Cette notion doit être reconsidérée. La tradition juive a en fait quelque chose à dire sur la capacité de la souveraineté séculaire à nous persuader de besoins imaginaires. Nous ne sommes pas des occupants parce que nous devons occuper ; nous sommes des occupants parce que nous pouvons occuper. L'occupation n'est pas la prévention d'une action spécifique contre nous, mais un phénomène violent qui accompagne nos vies et nous soutient ostensiblement. Mais priver les gens de liberté par crainte qu'ils ne l'utilisent contre nous est une distorsion morale qui est loin de notre tradition. L'asservissement permanent par peur d'être attaqué ne répond à aucune norme éthique ou traditionnelle, qui ne considère l'autodéfense comme légitime que contre une action concrète.

Le résultat de ce péché moral, en plus de l'intense souffrance que nous causons à des millions d'autres personnes, est la création d'une contradiction interne dans le langage de la moralité religieuse. Notre liberté est liée à l'asservissement des autres. Comment la liberté peut-elle être un concept positif si notre État n'existe que par l'empêchement de la liberté ?

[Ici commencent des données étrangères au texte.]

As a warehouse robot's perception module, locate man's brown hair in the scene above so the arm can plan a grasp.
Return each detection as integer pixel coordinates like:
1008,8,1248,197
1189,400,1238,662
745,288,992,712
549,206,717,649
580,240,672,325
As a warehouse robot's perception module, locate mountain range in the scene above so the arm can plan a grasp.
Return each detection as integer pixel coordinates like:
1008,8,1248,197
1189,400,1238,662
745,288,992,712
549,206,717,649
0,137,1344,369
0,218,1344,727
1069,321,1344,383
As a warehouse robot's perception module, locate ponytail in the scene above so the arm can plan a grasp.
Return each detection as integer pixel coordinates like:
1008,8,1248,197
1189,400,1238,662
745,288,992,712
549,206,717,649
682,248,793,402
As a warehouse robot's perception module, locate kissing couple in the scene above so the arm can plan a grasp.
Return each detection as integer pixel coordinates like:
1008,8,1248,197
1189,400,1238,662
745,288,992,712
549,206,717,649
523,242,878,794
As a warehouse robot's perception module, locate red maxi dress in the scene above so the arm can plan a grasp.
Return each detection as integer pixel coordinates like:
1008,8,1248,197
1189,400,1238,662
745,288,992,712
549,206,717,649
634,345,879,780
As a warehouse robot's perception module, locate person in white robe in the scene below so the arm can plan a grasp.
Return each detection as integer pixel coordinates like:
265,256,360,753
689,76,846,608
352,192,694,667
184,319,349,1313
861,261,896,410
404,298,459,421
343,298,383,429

Si nous comprenions le prix qui est payé, qui doit être payé, par des millions de personnes pour notre liberté, si nous comprenions le sens de l'asservissement, nous ne pourrions pas vivre nos vies normales. Si nous devions intérioriser notre responsabilité dans la faim dans la bande de Gaza, dans la pénurie d'eau dans les collines du sud d'Hébron, dans la condition des travailleurs des dattiers de la vallée du Jourdain, dans le fait que les mères et les pères arabes ne se sentent pas en sécurité dans leurs maisons à Hébron, si nous comprenions la douleur des dizaines de milliers de familles séparées parce que leurs parents et leurs enfants passent des années en détention administrative, si nous comprenions la signification familiale de l'effraction d'une maison au milieu de la nuit à cause d'une patrouille, d'une arrestation, d'une cartographie du site par le Shin Bet ou d'un simple exercice, le manque de sécurité de base - si nous devions voir et intérioriser que tout cela se produit à cause de nous de manière directe, pas par nécessité mais en raison de notre pouvoir - nous ne pourrions pas fonctionner.

En tant que personnes pratiquant une religion, nous sommes obligés de voir la réalité qui nous entoure. La seule façon de le faire est d'observer la réalité non pas à travers le prisme de l'État, mais à travers les prismes de l'individu et de la communauté religieuse. L'obligation de l'individu religieux est d'abord et avant tout d'intérioriser le fait que l'assujettissement des Palestiniens ne découle pas de la nécessité, mais de la capacité et du désir : la capacité de nier la liberté à des fins de sécurité, et le désir de profiter des plaisirs de la domination, à la fois dans l'immobilier et dans le domaine symbolique-national du secteur religieux-sioniste. Si nous aspirons à être de bons Juifs, nous ne pouvons pas fonder nos vies sur l'aveuglement et la force brute.